3 minute read
SELECT SUMMER 2022
PERFECT DAY IN— LONDON
In June, Queen Elizabeth II and the entire United Kingdom celebrated the monarch’s Platinum Jubilee marking her 70th year as head of state with pomp and circumstance in the form of royal parades, horse races, and street festivals. Here’s how to make the most of a day in London, where a “Superbloom” of 20 million seeds sown in the moat of the Tower of London marks the anniversary all summer.
MORNING
Trust your travel advisor to scare up a few of the much-in-demand tickets to tour Buckingham Palace, a seasonal opportunity only available July 22 to October 2. Of the 775 rooms in the royal residence, tour-goers will be able to see the 19 State Rooms, in which the Queen welcomes foreign dignitaries, and the Throne Room, where official royal wedding photographs are taken. Bonus: Add on a guided tour to the palace gardens while you are chez Windsor.
From the Palace, take a walk around stately Westminster to do some landmark box-ticking.

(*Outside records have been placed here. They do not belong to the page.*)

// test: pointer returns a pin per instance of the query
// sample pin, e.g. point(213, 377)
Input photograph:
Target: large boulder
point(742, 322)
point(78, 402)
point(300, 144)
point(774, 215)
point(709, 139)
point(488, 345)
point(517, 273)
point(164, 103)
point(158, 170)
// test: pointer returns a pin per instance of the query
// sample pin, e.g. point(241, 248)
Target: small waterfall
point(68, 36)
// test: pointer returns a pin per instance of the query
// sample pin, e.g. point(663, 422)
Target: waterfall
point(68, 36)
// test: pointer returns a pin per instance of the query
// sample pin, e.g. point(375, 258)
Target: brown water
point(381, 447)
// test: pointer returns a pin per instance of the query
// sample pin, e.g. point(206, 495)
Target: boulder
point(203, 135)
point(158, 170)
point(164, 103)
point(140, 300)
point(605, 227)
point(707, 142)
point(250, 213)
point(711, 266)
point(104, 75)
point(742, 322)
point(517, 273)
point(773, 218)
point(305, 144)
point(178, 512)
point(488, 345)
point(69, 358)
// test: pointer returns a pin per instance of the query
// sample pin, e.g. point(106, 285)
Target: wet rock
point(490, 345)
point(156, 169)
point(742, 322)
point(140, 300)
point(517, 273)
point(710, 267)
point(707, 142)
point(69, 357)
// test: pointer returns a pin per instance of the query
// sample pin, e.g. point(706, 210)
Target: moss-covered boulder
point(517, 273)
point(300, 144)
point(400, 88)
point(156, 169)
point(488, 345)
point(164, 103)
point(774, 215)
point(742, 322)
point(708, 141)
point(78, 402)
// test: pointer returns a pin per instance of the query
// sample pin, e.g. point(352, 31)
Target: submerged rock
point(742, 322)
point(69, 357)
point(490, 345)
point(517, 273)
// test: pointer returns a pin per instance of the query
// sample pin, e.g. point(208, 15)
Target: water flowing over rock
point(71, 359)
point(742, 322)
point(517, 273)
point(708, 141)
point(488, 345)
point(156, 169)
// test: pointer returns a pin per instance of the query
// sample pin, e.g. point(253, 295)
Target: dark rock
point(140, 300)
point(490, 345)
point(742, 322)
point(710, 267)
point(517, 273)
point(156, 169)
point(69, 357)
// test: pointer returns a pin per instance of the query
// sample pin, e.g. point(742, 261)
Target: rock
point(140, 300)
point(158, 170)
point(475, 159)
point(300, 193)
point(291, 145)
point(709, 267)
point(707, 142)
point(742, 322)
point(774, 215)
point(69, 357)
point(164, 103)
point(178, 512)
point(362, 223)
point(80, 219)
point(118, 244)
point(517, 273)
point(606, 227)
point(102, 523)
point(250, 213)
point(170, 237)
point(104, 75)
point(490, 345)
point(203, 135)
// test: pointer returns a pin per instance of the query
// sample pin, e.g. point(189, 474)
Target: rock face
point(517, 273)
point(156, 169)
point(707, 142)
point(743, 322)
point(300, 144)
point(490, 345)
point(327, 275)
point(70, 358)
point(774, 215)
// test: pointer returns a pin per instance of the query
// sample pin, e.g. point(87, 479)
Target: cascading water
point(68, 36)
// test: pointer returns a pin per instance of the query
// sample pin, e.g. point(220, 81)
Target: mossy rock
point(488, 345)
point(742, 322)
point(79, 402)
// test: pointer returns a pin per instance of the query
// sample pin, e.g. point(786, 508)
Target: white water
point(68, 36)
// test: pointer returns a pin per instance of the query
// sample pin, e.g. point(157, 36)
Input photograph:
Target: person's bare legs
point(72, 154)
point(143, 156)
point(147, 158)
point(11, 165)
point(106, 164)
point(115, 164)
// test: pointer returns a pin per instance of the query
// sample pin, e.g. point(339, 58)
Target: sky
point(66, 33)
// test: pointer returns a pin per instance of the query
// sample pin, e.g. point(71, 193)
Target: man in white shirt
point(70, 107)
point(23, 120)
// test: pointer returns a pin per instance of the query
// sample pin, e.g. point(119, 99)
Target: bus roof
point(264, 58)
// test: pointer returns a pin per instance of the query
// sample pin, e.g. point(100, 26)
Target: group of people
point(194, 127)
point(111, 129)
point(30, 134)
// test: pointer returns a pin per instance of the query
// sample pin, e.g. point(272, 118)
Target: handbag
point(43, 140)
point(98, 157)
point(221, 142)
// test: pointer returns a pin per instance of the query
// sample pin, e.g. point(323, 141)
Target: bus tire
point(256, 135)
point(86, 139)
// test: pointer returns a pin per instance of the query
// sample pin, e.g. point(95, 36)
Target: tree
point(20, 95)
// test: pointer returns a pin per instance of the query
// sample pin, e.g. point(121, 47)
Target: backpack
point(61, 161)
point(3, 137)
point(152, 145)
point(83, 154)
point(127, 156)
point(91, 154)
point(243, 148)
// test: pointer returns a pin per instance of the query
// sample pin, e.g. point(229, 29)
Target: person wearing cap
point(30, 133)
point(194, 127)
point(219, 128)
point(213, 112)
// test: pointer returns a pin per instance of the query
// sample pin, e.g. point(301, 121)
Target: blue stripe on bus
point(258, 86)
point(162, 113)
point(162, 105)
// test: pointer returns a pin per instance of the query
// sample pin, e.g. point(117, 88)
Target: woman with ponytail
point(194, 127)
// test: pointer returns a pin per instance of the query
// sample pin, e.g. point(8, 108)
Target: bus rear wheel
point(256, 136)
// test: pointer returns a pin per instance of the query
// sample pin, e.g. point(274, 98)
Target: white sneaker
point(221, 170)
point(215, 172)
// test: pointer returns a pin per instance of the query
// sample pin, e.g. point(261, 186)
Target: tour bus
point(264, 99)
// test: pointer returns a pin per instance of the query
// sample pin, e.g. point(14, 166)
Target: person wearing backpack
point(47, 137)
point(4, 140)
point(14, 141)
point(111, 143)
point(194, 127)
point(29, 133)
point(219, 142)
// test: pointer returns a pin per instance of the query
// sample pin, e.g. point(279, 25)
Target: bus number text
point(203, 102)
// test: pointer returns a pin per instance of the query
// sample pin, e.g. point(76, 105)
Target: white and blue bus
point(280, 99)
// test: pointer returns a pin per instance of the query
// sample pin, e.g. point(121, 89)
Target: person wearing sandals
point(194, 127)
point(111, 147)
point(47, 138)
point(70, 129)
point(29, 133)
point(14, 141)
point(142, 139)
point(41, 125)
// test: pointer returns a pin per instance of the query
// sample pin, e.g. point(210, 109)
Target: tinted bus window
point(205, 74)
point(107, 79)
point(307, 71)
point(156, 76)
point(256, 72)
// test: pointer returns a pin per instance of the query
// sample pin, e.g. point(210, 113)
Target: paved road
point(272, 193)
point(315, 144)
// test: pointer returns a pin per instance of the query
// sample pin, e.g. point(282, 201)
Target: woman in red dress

See Charles Dickens and Elizabeth I’s tombs at Westminster Abbey. Take some snap shots of the UK parliament. Don’t forget to salute Big Ben, finally free of scaffolding after a fiveyear refurbishment, its clock tolling every quarter hour.
NOON
Make your way across the Thames to the new Borough Yards, a shopping and dining district that revives the area’s original medieval street pattern, blending contemporary and traditional architecture. Pull up a stool at the marble bar of Barrafina Borough Yards to watch the chefs prepare your tapas.
The Victoria & Albert Museum is stuffed with the kinds of collections you’d imagine in the most curious of attics — wallpaper, hats, manuscripts, ceramics — a permanent collection of 2.27 million objects covering 5,000 years of human creativity. Among Britain’s most beloved contributions, “Beatrix Potter: Drawn to Nature” explores the much loved author’s illustrations as a scientist, farmer, and creator of characters including Peter Rabbit, plus more than 200 personal objects including coded diaries, letters, and landscape sketches.
NIGHT
Have your travel advisor reserve a table at the trendy Sessions Arts Club, located in the former judge’s dining room of a Clerkenwell courthouse. Despite its history, there’s nothing starched about its new incarnation, a clubby, art-filled and artfully crumbling – for effect – interior with soaring ceilings; a dramatic set for chef Florence Knight’s seasonal dishes. Described as “decadent and sexy” this club is part artists’ commune, part chic hotel.
While the West End offers tantalizing productions aplenty (including an acclaimed revival of Cabaret), put your advisor in charge of tracking down tickets to the immersive show experience, The Burnt City in outlying Woolwich. Punchdrunk theatre company is known for its deconstructed approach — in its breakthrough version of Macbeth called Sleep No More, audiences wandered among rooms at will to see different scenes. The Burnt City, its latest offering, focuses on the fall of Troy, with performances lasting up to three hours, and six entry times per day (through December).
Toast your day with a sundowner at Lyaness, a hotspot from mixologist Ryan Chetiyawardana, known as Mr. Lyan, which opened just pre-pandemic and is already on the World’s 50 Best Bars list. Five seasonally rotating ingredients — perhaps grass with malt or oyster honey — star in original cocktails. Leave it to your advisor to secure a coveted reservation at the sophisticated bar overlooking the Thames from Southbank.